MUDANÇAS NA COCA

Coca-Cola passa por sua maior mudança desde 1892

Jornalista Jonas Jozino | 31/10/2019 05:24:28

Outra medida foi o anúncio do lançamento de uma bebida energética da Coca com o objetivo de desbravar este crescente mercado americano, em 2020. O novo energético já está disponível em 25 países europeus.


O CEO da Coca-Cola, James Quincey, vem promovendo uma profunda mudança na corporação: torná-la uma “empresa completa de bebidas” para acelerar seu crescimento global. Não se trata de abandonar o nome Coca-Cola, é claro, mas sim de ampliar o portfólio de produtos de uma maneira que não vê desde a fundação da companhia, em 1892.

 

Sob a liderança de Quincey, a Coca lançou mini latas de refrigerante para atender a demanda dos consumidores que querem um pouco, mas não uma tonelada de açúcar. Também surgiram as latas magras de Coca Diet com sabor de limão, pois os millennials estão exigindo sabor sem as calorias.

Outra medida foi o anúncio do lançamento de uma bebida energética da Coca com o objetivo de desbravar este crescente mercado americano, em 2020. O novo energético já está disponível em 25 países europeus.

Além de tudo isso, a gestão de Quincey também foi a responsável pela decisão de adquirir o Costa Coffee por US$ 5,1 bilhões em 2018, para explorar mais agressivamente o popular mercado de café. O cardápio de bebidas e formatos da empresa nunca foi tão grande a abrangente.

 

Embora Quincey tenha se mantido relutante a entrar no ainda incerto mercado de bebidas com canabidiol e a competir com a divisão Frito Lay da rival PepsiCo no mercado de salgadinhos, seu objetivo de transformar a Coca-Cola em uma “empresa total de bebidas” continua a agradar os investidores.

Isso vem ocorrendo, em parte, devido ao fato de que os esforços para atender às demandas crescentes dos consumidores estão tendo um impacto positivo nos resultados trimestrais da companhia.
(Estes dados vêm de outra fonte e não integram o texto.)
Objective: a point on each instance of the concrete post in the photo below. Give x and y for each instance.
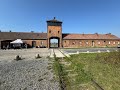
(0, 44)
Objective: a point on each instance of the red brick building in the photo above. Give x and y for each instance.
(54, 31)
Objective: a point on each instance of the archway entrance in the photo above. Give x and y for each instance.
(5, 44)
(54, 42)
(33, 43)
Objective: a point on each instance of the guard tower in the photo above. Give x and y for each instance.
(54, 31)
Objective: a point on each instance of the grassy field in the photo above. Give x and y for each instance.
(80, 70)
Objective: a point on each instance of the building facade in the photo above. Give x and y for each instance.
(64, 40)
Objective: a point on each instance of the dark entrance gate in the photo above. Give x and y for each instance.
(54, 42)
(5, 44)
(33, 43)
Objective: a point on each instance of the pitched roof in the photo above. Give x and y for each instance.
(89, 36)
(22, 35)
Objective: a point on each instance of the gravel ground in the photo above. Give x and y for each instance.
(89, 49)
(26, 74)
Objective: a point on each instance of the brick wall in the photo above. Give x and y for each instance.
(90, 43)
(37, 42)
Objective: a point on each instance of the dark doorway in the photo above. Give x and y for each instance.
(33, 43)
(54, 42)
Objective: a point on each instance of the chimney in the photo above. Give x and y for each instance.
(54, 18)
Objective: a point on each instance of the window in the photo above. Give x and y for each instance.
(118, 42)
(113, 42)
(73, 43)
(41, 42)
(98, 42)
(86, 42)
(80, 42)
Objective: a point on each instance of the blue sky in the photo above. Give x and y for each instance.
(78, 16)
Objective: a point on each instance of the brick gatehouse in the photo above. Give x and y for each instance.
(64, 40)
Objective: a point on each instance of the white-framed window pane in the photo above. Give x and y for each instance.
(113, 42)
(98, 42)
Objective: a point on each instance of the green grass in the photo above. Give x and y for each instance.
(104, 68)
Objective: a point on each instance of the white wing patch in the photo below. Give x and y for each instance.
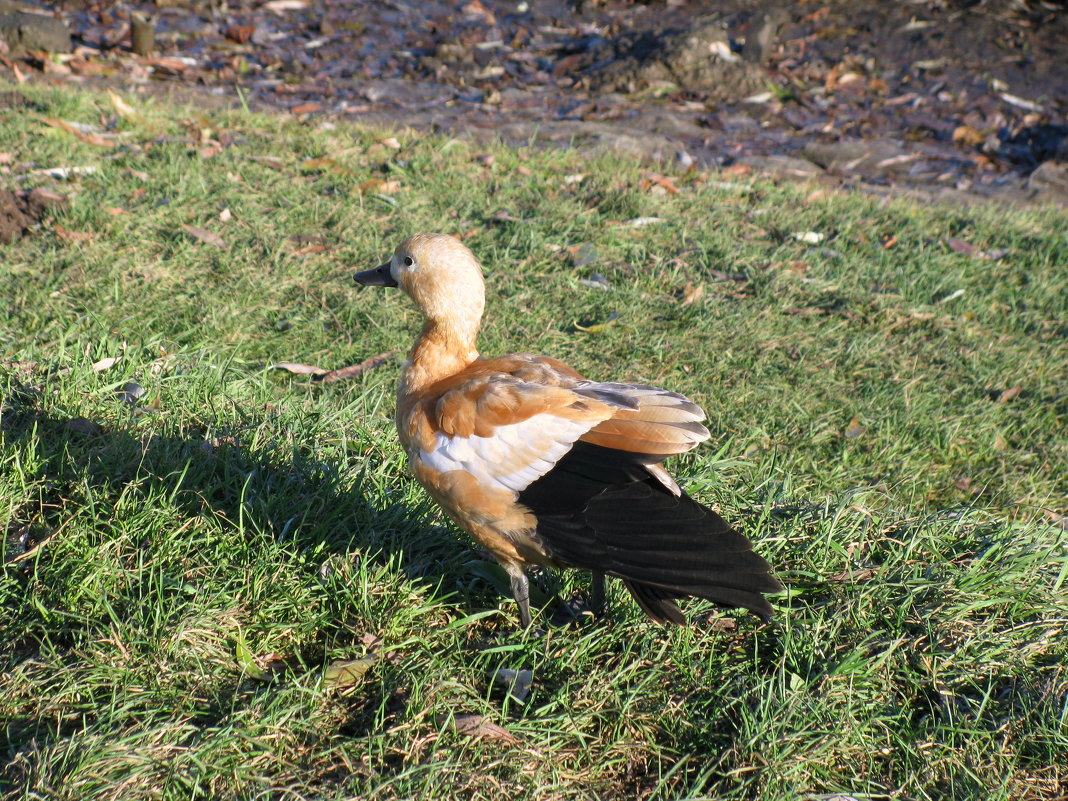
(514, 457)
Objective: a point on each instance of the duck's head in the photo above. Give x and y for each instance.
(439, 273)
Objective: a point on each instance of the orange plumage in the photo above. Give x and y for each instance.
(545, 467)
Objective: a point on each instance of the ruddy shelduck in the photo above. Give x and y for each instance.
(545, 467)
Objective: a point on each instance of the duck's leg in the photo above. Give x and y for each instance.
(597, 594)
(521, 592)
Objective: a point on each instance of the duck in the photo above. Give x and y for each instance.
(544, 467)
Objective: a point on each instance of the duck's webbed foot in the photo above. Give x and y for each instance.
(521, 592)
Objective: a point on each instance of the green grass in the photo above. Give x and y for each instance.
(241, 513)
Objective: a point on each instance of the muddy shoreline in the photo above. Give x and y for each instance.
(933, 100)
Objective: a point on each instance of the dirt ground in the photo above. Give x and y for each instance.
(936, 98)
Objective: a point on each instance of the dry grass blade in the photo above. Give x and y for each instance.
(477, 726)
(87, 137)
(204, 235)
(357, 370)
(298, 368)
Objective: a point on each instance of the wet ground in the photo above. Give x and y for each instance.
(933, 98)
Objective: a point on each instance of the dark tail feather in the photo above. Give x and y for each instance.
(600, 509)
(657, 603)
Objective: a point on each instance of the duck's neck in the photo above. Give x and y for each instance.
(440, 350)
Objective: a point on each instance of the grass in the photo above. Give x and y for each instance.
(178, 576)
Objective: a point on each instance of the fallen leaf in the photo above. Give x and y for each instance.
(130, 392)
(357, 370)
(596, 281)
(854, 428)
(272, 161)
(124, 109)
(518, 681)
(105, 363)
(62, 173)
(73, 236)
(343, 673)
(968, 136)
(239, 33)
(47, 199)
(599, 326)
(84, 136)
(300, 368)
(380, 185)
(263, 669)
(582, 254)
(84, 425)
(961, 246)
(659, 182)
(691, 294)
(280, 5)
(205, 236)
(718, 623)
(1009, 394)
(952, 296)
(21, 370)
(477, 726)
(738, 171)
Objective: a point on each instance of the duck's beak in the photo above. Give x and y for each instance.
(378, 277)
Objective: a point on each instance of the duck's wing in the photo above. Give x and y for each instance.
(508, 421)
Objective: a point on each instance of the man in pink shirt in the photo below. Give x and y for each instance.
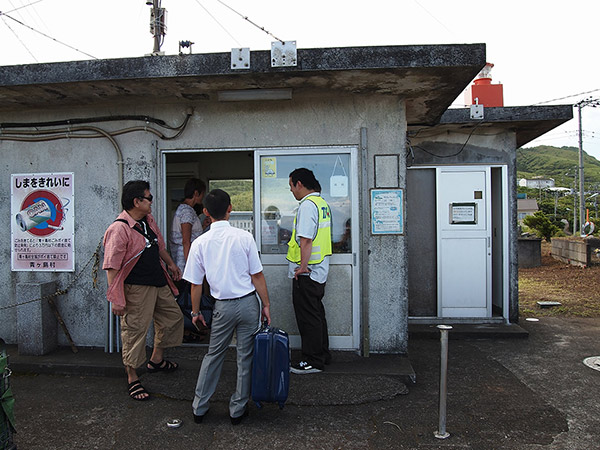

A Coca-Cola anunciou recentemente lucros de US$ 0,56 por ação, em linha com as previsões de Wall Street. As receitas somaram US$ 9,5 bilhões em comparação com os US$ 9,4 bilhões estimados, impulsionadas pelas opções de refrigerante sem açúcar, sucos e água.

A gigante das bebidas aumentou ligeiramente a sua previsão de crescimento de vendas orgânicas para 5%, e alterou sua projeção de lucro por ação anual de um declínio de 1% para um aumento de 1%.

O valor da ação da Coca subiu cerca de 3% diante das notícias. Ao longo do ano, as ações da companhia subiram quase 21%, em comparação com uma valorização de 8% do S&P 500 e de 6% do Dow.

Wall Street continua impressionado com a busca de Quincey pela inovação no mercado das bebidas.

“Na nossa análise, o CEO James Quincey continua mantendo uma posição altamente agressiva em sua proposta de construir uma empresa total de bebidas”, diz Laurent Grandet, analista do mercado de bebidas da Guggenheim Securities. “Os resultados do terceiro trimestre fornecem mais evidências de que a estratégia da Coca-Cola para promover o crescimento das suas receitas está funcionando e ganhando força”.

Grandet espera que as bebidas energéticas da Coca gerem US$ 200 milhões em vendas no ano que vem.